Читаем Женщина в янтаре полностью

Дом со стороны дороги укрыт березами, кустами сирени и ложного апельсина, их набухшие почки вот-вот лопнут. Я помню, когда сажала, они были ростом с Бориса, которому в то время было лет восемь или девять. Светловолосый мальчик, худенький и серьезный, он помогал мне копать землю, сажать. Как мать, я обязана была дать ему больше счастья, снова подумала я. Надо было держать себя в руках, ограждать его от моих собственных бед, они не должны были испортить его детство.

Я обошла клумбы, вспоминая, как выглядел тот или иной цветок прошлым летом, нынче ни один из них не доведется делить, пересаживать. Я помню столько историй о жизни каждого цветка: вот спасенные лилии из сада, который собирались сровнять бульдозером, чтобы построить на его месте огромный торговый центр; эти темно-красные пионы я подарила себе в тот день, когда сдала устные экзамены в докторантуру; вот куст разбитого сердца, его совсем крохотным подарил мне ко Дню матери семилетний Борис.
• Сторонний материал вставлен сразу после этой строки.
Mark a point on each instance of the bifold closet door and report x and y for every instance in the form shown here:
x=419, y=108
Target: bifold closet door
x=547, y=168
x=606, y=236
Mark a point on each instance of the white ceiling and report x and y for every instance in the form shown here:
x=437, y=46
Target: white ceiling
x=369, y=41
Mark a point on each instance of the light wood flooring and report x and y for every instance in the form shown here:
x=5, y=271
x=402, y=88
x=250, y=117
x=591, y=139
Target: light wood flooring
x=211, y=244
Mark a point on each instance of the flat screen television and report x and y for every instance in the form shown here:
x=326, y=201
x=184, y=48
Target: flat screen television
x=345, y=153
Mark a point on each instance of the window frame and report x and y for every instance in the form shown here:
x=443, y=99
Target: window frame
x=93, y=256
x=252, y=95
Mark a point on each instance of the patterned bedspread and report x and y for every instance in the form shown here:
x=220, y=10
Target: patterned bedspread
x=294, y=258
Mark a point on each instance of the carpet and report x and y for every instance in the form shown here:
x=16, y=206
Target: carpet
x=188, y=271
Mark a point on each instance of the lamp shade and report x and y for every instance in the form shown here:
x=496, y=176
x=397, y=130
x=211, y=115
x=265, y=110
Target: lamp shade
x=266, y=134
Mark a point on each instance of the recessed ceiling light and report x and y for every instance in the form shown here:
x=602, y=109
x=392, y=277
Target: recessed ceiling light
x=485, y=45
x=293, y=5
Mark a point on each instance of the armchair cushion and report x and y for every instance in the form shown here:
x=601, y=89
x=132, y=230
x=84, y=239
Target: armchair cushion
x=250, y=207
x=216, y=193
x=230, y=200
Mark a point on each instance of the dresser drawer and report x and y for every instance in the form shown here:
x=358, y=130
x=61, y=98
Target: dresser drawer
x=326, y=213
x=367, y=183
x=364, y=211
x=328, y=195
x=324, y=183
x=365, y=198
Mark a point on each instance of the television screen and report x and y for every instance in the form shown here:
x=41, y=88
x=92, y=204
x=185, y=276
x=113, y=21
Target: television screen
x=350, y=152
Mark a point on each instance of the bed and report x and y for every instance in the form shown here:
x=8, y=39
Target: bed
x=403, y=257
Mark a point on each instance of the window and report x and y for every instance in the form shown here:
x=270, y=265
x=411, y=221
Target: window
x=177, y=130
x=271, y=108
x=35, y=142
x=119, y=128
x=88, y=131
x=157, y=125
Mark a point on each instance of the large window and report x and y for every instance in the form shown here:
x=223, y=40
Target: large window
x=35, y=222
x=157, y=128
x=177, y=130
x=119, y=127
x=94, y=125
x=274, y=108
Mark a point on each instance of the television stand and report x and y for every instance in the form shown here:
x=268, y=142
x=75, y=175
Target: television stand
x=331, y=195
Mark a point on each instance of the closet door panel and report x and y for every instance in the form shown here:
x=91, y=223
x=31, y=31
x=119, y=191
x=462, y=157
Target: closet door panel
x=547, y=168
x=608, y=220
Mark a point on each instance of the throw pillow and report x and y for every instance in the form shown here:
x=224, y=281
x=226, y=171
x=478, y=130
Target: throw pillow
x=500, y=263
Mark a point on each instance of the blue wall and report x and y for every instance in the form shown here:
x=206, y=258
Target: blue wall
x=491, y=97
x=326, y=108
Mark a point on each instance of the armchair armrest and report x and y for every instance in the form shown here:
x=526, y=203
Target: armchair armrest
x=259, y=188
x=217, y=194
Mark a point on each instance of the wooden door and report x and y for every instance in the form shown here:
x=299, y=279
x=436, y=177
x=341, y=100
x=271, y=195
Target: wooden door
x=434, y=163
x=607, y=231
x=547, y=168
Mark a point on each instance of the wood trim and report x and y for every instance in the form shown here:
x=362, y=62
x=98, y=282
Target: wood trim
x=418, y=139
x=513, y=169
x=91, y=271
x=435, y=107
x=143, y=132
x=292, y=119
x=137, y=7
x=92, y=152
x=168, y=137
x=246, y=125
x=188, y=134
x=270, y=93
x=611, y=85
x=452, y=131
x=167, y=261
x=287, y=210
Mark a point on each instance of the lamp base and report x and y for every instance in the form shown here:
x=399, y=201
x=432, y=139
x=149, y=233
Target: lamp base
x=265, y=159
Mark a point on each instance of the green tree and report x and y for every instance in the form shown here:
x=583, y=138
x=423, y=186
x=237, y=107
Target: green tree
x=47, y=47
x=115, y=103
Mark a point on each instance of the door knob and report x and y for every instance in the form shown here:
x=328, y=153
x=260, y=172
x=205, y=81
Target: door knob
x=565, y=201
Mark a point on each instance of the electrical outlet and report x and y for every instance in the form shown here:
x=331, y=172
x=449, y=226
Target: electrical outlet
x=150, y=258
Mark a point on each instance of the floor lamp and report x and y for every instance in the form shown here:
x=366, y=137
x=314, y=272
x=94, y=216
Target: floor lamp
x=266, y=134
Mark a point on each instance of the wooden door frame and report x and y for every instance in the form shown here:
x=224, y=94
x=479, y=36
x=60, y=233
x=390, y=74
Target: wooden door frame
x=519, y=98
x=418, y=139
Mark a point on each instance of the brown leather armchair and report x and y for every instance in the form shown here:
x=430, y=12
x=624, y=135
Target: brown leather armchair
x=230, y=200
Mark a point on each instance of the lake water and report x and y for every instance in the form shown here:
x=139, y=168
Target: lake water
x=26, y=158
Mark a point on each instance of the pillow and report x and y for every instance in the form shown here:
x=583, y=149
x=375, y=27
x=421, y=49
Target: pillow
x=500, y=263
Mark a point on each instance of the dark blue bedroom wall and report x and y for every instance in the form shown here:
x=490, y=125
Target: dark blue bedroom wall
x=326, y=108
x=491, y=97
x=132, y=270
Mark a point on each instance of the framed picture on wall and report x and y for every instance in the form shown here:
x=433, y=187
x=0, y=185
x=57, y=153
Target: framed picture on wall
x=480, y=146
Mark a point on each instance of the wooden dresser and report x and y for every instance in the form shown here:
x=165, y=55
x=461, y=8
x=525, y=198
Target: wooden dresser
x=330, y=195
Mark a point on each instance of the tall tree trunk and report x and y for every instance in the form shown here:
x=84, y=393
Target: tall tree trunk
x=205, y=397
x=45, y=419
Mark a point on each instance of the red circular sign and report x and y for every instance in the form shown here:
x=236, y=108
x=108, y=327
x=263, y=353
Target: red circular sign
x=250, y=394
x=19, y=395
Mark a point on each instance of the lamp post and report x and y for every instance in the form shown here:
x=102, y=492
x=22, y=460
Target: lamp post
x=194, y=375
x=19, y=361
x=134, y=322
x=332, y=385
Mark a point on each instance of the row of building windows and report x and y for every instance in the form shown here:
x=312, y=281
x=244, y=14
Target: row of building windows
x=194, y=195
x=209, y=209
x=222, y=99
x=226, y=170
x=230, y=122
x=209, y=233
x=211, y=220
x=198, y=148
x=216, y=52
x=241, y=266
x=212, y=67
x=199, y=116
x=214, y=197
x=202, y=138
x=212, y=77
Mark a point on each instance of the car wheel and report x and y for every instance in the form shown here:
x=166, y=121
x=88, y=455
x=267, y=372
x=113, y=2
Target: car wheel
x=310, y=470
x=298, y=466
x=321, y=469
Помню и огорчения, которые я несла в свой сад, острота которых сглаживалась за работой; как возилась в земле каждую пятницу до глубокой ночи, пока Джо не возвращался из бара; эту плетистую розу я посадила в тот день, когда вернулась от матери, уже лежавшей при смерти, она выглядела еще более отрешенной и равнодушной, чем обычно; после ее похорон я выполола все грядки в саду, одну за другой.

Там, где пока на грядках пусто, к концу лета зацветут лилии, белые и темно-розовые, и винно-красные, и даже бледно-зеленые. Лилии всходят последними, роскошными цветами и дурманящим ароматом словно бы компенсируя собственную осторожность. Сумею ли я все это оставить? Сумею ли выдержать без всего этого? Надо лишь позвонить Джо, извиниться и сказать, что нам стоит попытаться сохранить наш брак. Он бы меня никогда не оставил, он бы сказал, что я сошла с ума, решив от него уйти, что я без него и дня не проживу, что все будут надо мной смеяться, даже если я просто попытаюсь это сделать.

Я пересчитываю пустые места на грядках, где суровые морозы погубили нежные ростки. Раньше я тут же начала бы составлять перечень растений, изучать каталоги, потом заказала бы новые вместо погибших или в ближайшем садоводстве приобрела однолетники. Я тут же принималась за дело. Но не сейчас. Душистый табак, резеда, левкои летними ночами так головокружительно пахнут. С наступлением темноты я часто выходила в сад, чтобы надышаться их ароматом.

Я ничего не делаю в саду, но и не спешу укладывать вещи, чтобы уйти. Я жду следующего сна, впрочем, я сама не знаю, чего жду.

Как-то вечером я выхожу в сад, беру горсть земли. Темная, жирная и рыхлая, ухоженная садовая земля, в нее часто добавляли компост. Мне кажется, я не смогу с ней расстаться. Я беру ее осторожно, заношу в дом, роюсь в своем кабинете на верхней полке и достаю круглую деревянную шкатулочку ручной работы с латышским орнаментом. Я высыпаю в нее землю и ставлю на полку.

На полке стоит еще одна круглая деревянная шкатулочка, из более темного дерева, и узор на ней сложнее. В ней — земля Латвии, которую один мой коллега привез из поездки в Советский Союз.

— Я два дня пробуду в Латвии, — сказал тогда Джим Левер. — Что тебе привезти из Риги?

— Ничего, — собралась я сказать. Я уехала из Латвии слишком юной, чтобы помнить Ригу. Моя память сохранила только дом пастора, в ста километрах от Риги, но туда ему съездить не разрешат. К тому же я хочу что-нибудь очень глупое, очень сентиментальное. Я боюсь, что он скажет то же самое, что недавно небрежно бросила моя коллега, — ее начинает тошнить от людей, которые только и говорят о своем горемычном детстве в стране, разоренной войной.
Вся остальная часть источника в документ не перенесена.